JAKARTA. The Central Statistics Agency (BPS) announced indonesia's economic growth based on Gross Domestic Product (GDP) in the second quarter of 2002 recorded minus 5.32% year on year.
This economic growth rate was the lowest since the first quarter of 1999, which at the time experienced a contraction of 6.13%. Meanwhile, in the first quarter of 2020, the Indonesian economy could still grow positively 2.97% year on year.
This realization figure is much worse than the government forecast, which predicted economic growth in the second quarter would be at -3.1%.
Head of BPS Suhariyanto said that the contraction that occurred in the second quarter of 2020 was the impact of the Corona Virus Disease 2019 (Covid-19) pandemic. "The Covid-19 pandemic has caused a domino effect from health problem to social and economic problems, and its impact has hit all levels of society, from MSMEs, households and corporations," said Suhariyanto, Wednesday (5/8) in Jakarta.
Contraction in the second quarter of 2020 occurred in almost all busines sectors. Among 17 existing business sectors, only seven that are still growing despite they are slowing down, except for the information and communication sectors which are growing better.
The largest contraction rate was experienced by the transportation and warehousing sector by 30.84% ??and the provision of accommodation and food and drink at 22.02%. The processing industry, which had the largest share in the economy, contracted by 6.19%.

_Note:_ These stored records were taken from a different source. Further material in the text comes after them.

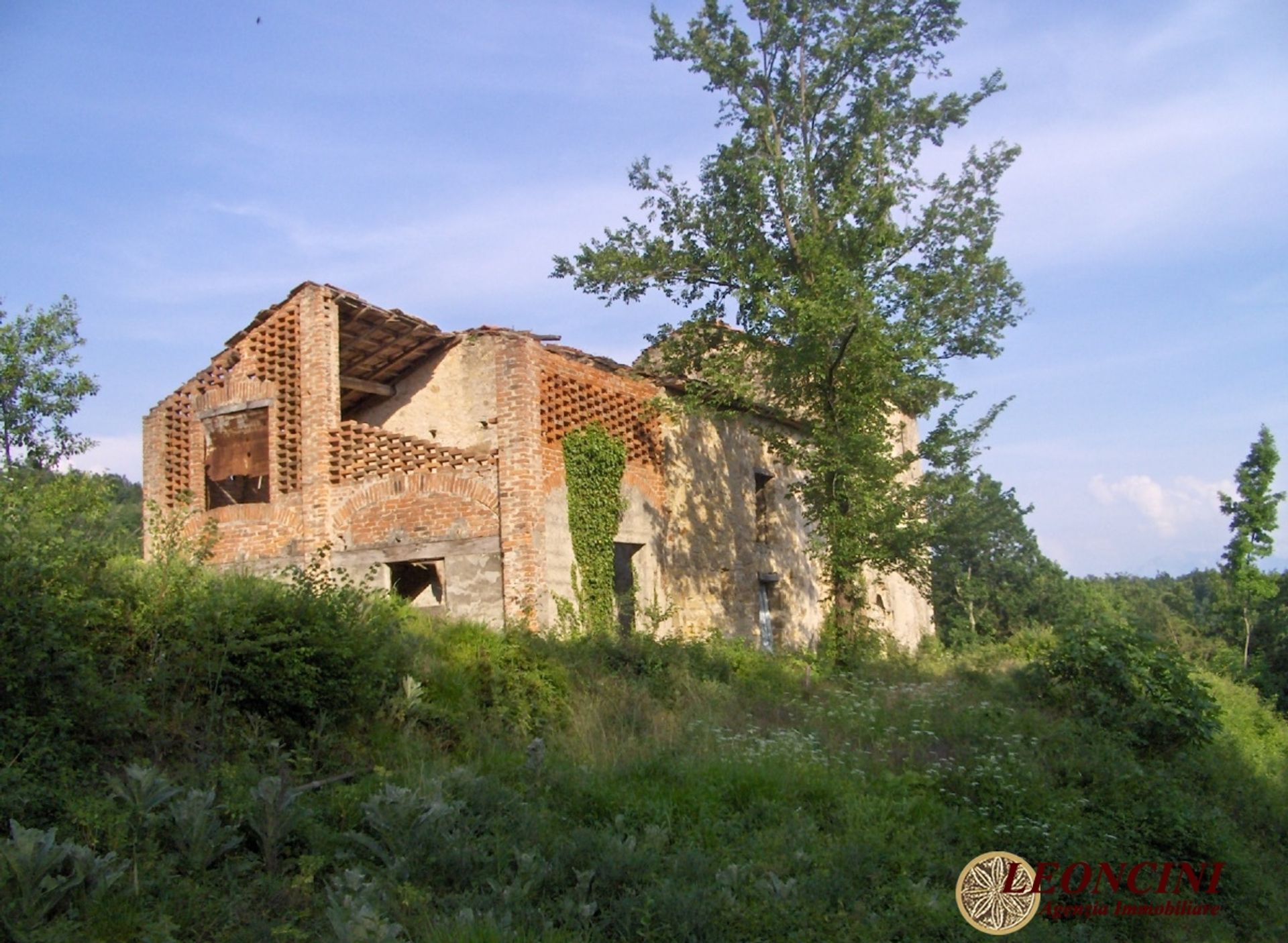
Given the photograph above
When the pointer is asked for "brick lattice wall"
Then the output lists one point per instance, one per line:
(274, 355)
(178, 414)
(364, 451)
(575, 394)
(271, 353)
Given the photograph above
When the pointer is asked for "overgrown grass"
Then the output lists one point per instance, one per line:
(193, 757)
(521, 787)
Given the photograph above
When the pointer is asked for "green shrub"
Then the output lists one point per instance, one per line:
(1125, 682)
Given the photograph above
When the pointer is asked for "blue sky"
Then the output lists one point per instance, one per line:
(178, 166)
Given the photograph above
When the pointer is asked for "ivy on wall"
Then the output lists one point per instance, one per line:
(594, 464)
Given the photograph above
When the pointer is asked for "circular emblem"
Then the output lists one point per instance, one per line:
(984, 899)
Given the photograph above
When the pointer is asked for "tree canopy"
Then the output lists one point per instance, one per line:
(1254, 517)
(40, 388)
(851, 277)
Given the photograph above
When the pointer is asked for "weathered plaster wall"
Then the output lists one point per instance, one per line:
(712, 561)
(450, 398)
(642, 523)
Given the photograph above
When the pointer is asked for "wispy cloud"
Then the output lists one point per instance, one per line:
(1169, 508)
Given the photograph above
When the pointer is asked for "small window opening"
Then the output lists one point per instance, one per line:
(763, 505)
(771, 634)
(237, 457)
(420, 583)
(624, 584)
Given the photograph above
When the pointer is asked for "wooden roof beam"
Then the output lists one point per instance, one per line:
(380, 390)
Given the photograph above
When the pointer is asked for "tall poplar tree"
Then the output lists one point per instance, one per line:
(1254, 517)
(852, 277)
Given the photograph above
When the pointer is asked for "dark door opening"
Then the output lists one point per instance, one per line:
(420, 583)
(624, 584)
(237, 457)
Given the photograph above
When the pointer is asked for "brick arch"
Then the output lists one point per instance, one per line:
(424, 504)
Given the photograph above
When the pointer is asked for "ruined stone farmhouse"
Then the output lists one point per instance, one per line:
(432, 463)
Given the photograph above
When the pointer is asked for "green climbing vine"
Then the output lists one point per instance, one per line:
(594, 463)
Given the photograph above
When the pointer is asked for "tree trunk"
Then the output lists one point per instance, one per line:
(1247, 636)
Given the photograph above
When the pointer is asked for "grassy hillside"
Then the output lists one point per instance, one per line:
(191, 757)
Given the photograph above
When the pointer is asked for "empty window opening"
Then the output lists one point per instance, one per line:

Meanwhile, almost all components of GDP also contracted. Household consumption which contributed the largest contracted by 5.51%, expenditures for The Non-Profit Institutions Serving Households (LNPRT) contracted 7.76%, government consumption contracted 6.90%, Gross Domestic Fixed Capital Formation (PMTB) or investment contracted 8.61%, export contracted 11.66% and import contracted 16.96% (see table).
|Component||Growth||Source of Economic Growth|
|Export of Goods and Services||-11,66%||-2,30%|
|Minus Import of Goods and Services||-16,96%||-3,03%|
BPS considers that in order for economic growth to improve again in the third quarter, the government must focus on boosting the household consumption and investment sectors. Because these two components give the largest share in the GDP structure.